Dalam bahasa sederhana: Muhammad mengajarkan bahwa moralitas bukan hanya soal aturan, tetapi soal hati. Ia bukan sekadar apa yang benar menurut teks, tetapi apa yang indah bagi kemanusiaan.
Maka, ketika kita membaca Sirah Nabi, kita sesungguhnya sedang membaca peta moralitas universal. Dari kejujuran seorang pedagang, ketegasan seorang hakim, kelembutan seorang ayah, hingga pemaafan seorang pemenang---semua berpadu dalam diri Muhammad.
Warisan terbesar beliau bukan hanya Al-Qur'an yang kita baca, tetapi akhlak yang hidup, yang bisa diteladani setiap hari. Dan inilah pesan yang selalu segar: jika dunia hari ini haus akan keadilan, cinta, dan rekonsiliasi, maka moralitas Muhammad adalah jawaban yang tak lekang oleh waktu.

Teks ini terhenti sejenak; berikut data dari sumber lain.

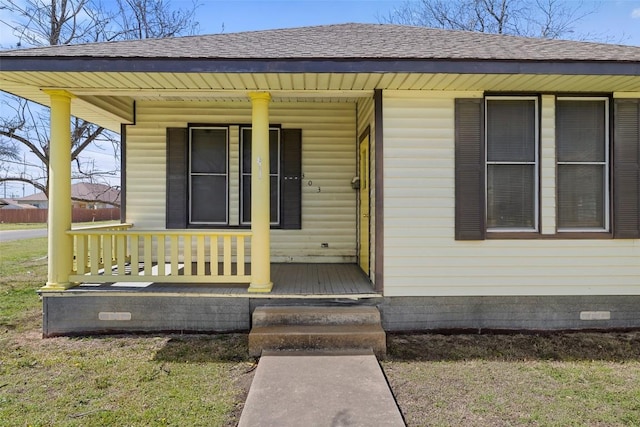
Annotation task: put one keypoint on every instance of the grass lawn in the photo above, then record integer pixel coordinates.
(31, 226)
(580, 379)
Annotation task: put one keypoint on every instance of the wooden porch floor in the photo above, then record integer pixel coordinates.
(289, 281)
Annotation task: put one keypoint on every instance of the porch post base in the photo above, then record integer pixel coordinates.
(260, 288)
(57, 286)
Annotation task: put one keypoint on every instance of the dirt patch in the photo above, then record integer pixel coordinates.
(568, 346)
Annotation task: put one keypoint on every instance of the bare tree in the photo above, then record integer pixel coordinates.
(55, 22)
(538, 18)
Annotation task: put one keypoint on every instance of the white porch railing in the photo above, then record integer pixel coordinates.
(121, 254)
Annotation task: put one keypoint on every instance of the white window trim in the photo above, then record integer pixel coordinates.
(226, 175)
(536, 163)
(606, 163)
(243, 174)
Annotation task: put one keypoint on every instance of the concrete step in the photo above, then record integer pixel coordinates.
(313, 328)
(314, 315)
(317, 337)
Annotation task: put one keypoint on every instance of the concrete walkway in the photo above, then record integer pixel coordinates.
(319, 389)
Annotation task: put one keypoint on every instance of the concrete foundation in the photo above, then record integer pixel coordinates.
(67, 313)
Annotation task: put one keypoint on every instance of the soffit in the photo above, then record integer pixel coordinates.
(107, 97)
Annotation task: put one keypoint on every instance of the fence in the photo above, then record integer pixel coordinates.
(40, 215)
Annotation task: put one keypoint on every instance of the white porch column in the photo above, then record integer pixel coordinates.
(260, 194)
(59, 219)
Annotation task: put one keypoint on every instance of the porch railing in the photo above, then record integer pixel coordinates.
(121, 254)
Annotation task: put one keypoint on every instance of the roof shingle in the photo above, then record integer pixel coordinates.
(346, 41)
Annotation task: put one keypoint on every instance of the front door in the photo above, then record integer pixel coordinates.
(363, 172)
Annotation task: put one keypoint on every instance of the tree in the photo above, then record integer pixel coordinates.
(538, 18)
(54, 22)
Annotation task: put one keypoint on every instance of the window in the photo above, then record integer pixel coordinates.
(511, 164)
(582, 154)
(208, 176)
(274, 175)
(201, 191)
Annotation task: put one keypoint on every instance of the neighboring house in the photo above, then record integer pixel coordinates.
(464, 180)
(13, 204)
(84, 195)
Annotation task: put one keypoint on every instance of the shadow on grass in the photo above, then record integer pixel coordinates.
(205, 348)
(569, 346)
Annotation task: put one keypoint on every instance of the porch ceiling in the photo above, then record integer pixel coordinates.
(107, 98)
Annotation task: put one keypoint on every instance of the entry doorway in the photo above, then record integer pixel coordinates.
(364, 205)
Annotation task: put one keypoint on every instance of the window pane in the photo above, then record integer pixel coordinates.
(246, 150)
(246, 199)
(581, 196)
(273, 150)
(209, 151)
(510, 196)
(581, 131)
(511, 135)
(209, 198)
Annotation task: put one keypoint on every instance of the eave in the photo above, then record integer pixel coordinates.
(371, 65)
(107, 88)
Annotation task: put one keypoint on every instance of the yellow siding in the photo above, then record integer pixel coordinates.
(328, 164)
(421, 256)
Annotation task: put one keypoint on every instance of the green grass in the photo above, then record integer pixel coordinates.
(32, 226)
(201, 380)
(23, 269)
(580, 379)
(128, 380)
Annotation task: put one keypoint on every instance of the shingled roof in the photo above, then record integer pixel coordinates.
(346, 42)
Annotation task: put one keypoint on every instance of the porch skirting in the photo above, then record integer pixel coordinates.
(73, 313)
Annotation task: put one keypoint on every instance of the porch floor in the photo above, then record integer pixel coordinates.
(290, 280)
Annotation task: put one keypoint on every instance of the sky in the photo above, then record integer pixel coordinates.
(616, 21)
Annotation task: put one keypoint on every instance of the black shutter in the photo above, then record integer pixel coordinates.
(626, 169)
(177, 191)
(469, 172)
(291, 200)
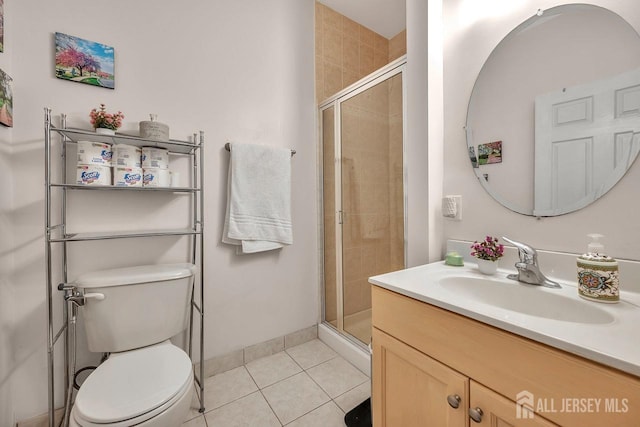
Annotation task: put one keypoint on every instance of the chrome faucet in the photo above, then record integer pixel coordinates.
(528, 268)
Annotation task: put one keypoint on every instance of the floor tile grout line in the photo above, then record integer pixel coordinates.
(311, 410)
(303, 370)
(271, 407)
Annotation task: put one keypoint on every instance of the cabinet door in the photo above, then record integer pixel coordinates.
(498, 411)
(411, 389)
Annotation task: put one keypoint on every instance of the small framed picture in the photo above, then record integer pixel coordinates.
(1, 25)
(490, 152)
(83, 61)
(6, 100)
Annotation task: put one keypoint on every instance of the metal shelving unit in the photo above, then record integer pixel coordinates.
(56, 234)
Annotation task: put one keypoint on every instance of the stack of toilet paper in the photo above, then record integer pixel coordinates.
(124, 166)
(94, 163)
(127, 166)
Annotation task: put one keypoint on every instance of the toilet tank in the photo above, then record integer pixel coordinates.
(142, 305)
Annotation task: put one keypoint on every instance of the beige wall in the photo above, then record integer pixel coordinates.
(347, 51)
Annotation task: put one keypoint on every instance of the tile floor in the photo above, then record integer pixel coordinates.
(304, 386)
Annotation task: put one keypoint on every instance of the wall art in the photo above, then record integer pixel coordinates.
(6, 100)
(84, 61)
(1, 25)
(490, 152)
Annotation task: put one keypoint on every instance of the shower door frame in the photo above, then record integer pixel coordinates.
(387, 72)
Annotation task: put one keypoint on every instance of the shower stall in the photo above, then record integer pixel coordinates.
(362, 195)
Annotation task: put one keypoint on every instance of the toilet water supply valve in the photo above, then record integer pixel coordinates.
(72, 294)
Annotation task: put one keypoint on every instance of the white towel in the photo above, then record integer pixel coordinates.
(258, 216)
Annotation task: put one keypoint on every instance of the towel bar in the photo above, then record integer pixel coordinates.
(227, 147)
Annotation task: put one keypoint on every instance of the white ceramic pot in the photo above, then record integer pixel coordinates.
(105, 131)
(487, 267)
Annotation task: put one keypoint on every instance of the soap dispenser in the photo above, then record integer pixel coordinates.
(598, 274)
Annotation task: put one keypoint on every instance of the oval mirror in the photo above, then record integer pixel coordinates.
(554, 117)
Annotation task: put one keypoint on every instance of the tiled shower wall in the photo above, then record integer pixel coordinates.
(374, 242)
(347, 51)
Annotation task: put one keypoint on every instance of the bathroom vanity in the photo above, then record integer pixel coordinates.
(452, 347)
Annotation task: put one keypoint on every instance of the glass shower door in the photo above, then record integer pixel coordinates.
(363, 196)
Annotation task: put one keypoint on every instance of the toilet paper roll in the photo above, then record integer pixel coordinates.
(449, 207)
(153, 157)
(94, 153)
(93, 175)
(155, 177)
(175, 179)
(127, 156)
(127, 177)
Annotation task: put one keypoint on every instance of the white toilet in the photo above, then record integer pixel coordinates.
(131, 313)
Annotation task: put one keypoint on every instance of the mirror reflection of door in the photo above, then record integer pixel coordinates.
(586, 137)
(568, 46)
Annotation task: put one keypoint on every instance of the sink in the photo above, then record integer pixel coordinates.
(526, 299)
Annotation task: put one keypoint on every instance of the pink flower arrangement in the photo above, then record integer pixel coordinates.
(488, 249)
(101, 119)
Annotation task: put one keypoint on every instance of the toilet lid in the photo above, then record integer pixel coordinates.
(132, 383)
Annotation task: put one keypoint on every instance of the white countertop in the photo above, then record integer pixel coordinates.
(612, 342)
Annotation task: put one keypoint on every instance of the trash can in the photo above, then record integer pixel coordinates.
(360, 416)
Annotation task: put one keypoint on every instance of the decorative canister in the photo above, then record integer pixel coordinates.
(127, 177)
(598, 278)
(127, 156)
(154, 130)
(93, 175)
(94, 153)
(154, 177)
(153, 157)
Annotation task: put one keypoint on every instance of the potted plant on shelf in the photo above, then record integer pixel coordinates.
(105, 123)
(487, 253)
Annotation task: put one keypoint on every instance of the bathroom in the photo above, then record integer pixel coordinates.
(244, 71)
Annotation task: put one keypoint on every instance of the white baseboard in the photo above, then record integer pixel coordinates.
(357, 356)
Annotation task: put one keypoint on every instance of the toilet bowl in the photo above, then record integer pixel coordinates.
(131, 313)
(150, 387)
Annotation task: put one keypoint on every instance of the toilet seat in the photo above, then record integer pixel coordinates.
(134, 386)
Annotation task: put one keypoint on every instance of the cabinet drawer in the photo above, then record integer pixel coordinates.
(566, 389)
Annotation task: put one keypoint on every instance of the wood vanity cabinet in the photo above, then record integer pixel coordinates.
(427, 361)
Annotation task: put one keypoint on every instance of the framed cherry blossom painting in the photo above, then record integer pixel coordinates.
(6, 100)
(83, 61)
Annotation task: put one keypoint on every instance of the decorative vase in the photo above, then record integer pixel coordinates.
(105, 131)
(487, 267)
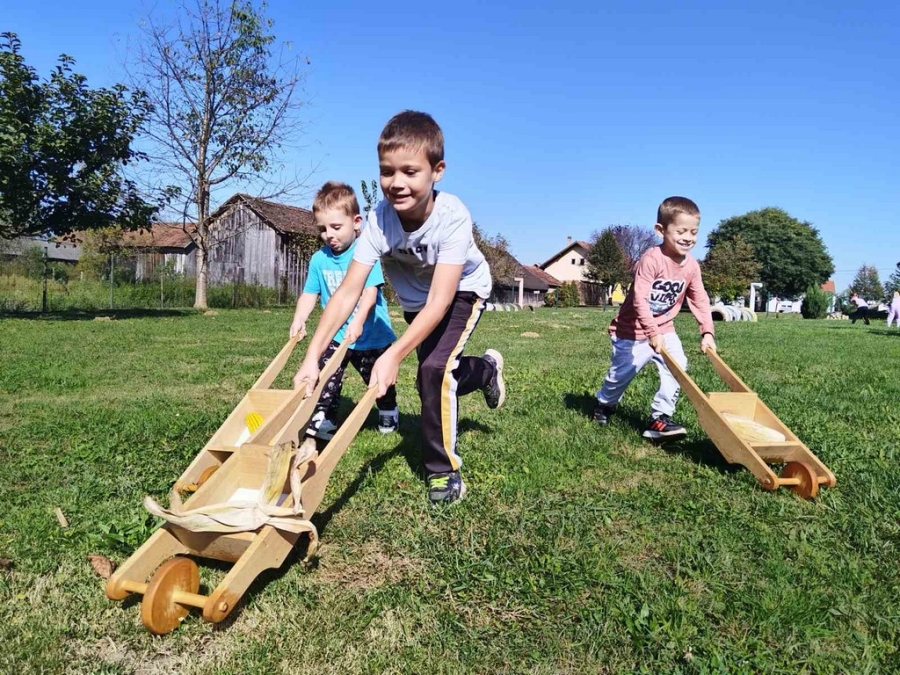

Moralitas Muhammad dalam Pandangan Teori Perkembangan Moral Modern
Para psikolog modern, seperti Lawrence Kohlberg, berpendapat bahwa moralitas manusia berkembang melalui tahapan tertentu. Dari sekadar patuh karena takut hukuman, hingga sampai pada kesadaran universal tentang keadilan. Teori ini memberikan kerangka untuk memahami bagaimana manusia bergerak dari moralitas instingtif menuju moralitas reflektif.
1. Kohlberg dan Moralitas Nabi
Kohlberg membagi perkembangan moral ke dalam enam tahap dalam tiga level besar: pre-konvensional, konvensional, dan post-konvensional.
Tahap awal (pre-konvensional): manusia berbuat baik atau buruk karena takut dihukum atau ingin hadiah.
Tahap konvensional: manusia taat pada norma sosial, hukum, dan harapan kelompok.
Tahap puncak (post-konvensional): manusia menimbang dengan prinsip keadilan universal, di atas hukum positif.
Jika kita membaca sirah Nabi, kita melihat bahwa moralitas Muhammad konsisten berada di tahap tertinggi sejak awal kenabiannya.